Of 314,000 visa applications finalised 247,000 were granted. The grant for applications lodged in Australia was 75%, 15% down year-on-year, But off-shore approved applications increased by 10 %, to 87%.
***
The Feds have heard grumblings from the national research infrastructure sector about the way workers are jammed into HEW classifications created when “alchemist” was a university job description. They are asking for responses to a three component plan for the NRI workforce;
- an Academy for Collaborative Research Infrastructure: “to act as the principal voice of the RI workforce in Australia
- “ the technician commitment,” “a conduit for organisations to share mentoring platforms, professional development pathways and highlight outstanding technicians.”

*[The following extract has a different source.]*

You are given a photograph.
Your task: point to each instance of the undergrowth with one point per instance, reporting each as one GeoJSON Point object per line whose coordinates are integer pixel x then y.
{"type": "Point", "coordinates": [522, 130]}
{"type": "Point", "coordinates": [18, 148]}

- ways to create an NRI Fellowship Scheme, “time for staff to develop new capabilities “
***
Many submissions to the Senate committee inquiry on university governance warn that institutions are corporatised, commercialised and overall, things ain’t what they used to be. But submissions from people wily in the ways of governance recognise a Minister could use the Committee’s report to expand TEQSA’s remit. The Agency itself submits new powers it would like.
Which may be why QUT explains the agency already has ample authority, “with the power to investigate, procure documentation, make reports and recommendations, issue civil penalties, withhold accreditation or registration, issue warning letters, seek statements of compliance, and compel enforceable undertakings from providers.”
When they put it like that …
***
The Australian Bureau of Statistics does the international enrolments lobby no favours with stats on purpose-built student accommodation, which are growing, but not enormous. The ABS reports approvals for new rooms more than doubled between 2021-22 and 2023-24, from 1,650 to 5,178. Not numbers to placate critics who think, albeit erroneously, that housing shortages are the fault of foreign students.
***
Jobs and Skills Australia reports bad news in its new internet vacancy index that is not too terrible. Over the year to February, on-line job advertisements were down 15%, but there were still 20% more than in 2019. The biggest decline by skill level was 16.1% for jobs requiring a bachelor degree or better, the lowest was 12% for jobs that need secondary schooling.
***
Victoria U introduced its block teaching model in 2017 and now VU’s John Weldon and Loretta Konjarski have a book on how to do it. It was, is, a big achievement and it should be shared with all interested. But it won’t be, Block Teaching Essentials: a practical guide, is published by Springer (part of the for-profit Nature group). Without a library subscription it’s yours as an e-book for $A125.
***
In the home of the Brave and the land of the Free, Congressman Riley Moore (R, West Va) introduces a Bill to the House of Reps to ban visas for Chinese students. “Every year we allow nearly 300,000 Chinese nationals to come to the U.S. on student visas. We have literally invited the CCP to spy on our military, steal our intellectual property, and threaten national security.” Apparently last year the FBI charged five Chinese nationals on student visas for photographing military exercises. As many as that! It’s a natural for Coalition candidates here campaigning for quotas.
***
As the leaks from ANU pour forth, Genevieve Bell is seeking to calm the waters – externally at least. The Vice-Chancellor complains to staff about “the four-month negative media campaign attacking our university.” Certainly there is a bunch of half-baked reporting on ANU, but it mostly cites unnamed university sources aggrieved by the Vice-Chancellor’s cuts program. ANU is a hard place to change and Professor Bell has clearly not convinced everybody that savings must be made.
***
Research publishers continue to change their business models from pay to read to pay to publish. Dan Pollock and Heather Staines from consultant Delta Think report article processing charges were up 6% in the 12 months to January. The top APC for all-OA journals was US$8,900, US$ 12,690 for hybrids. There are now 2.6 times more hybrid journals than full open-access.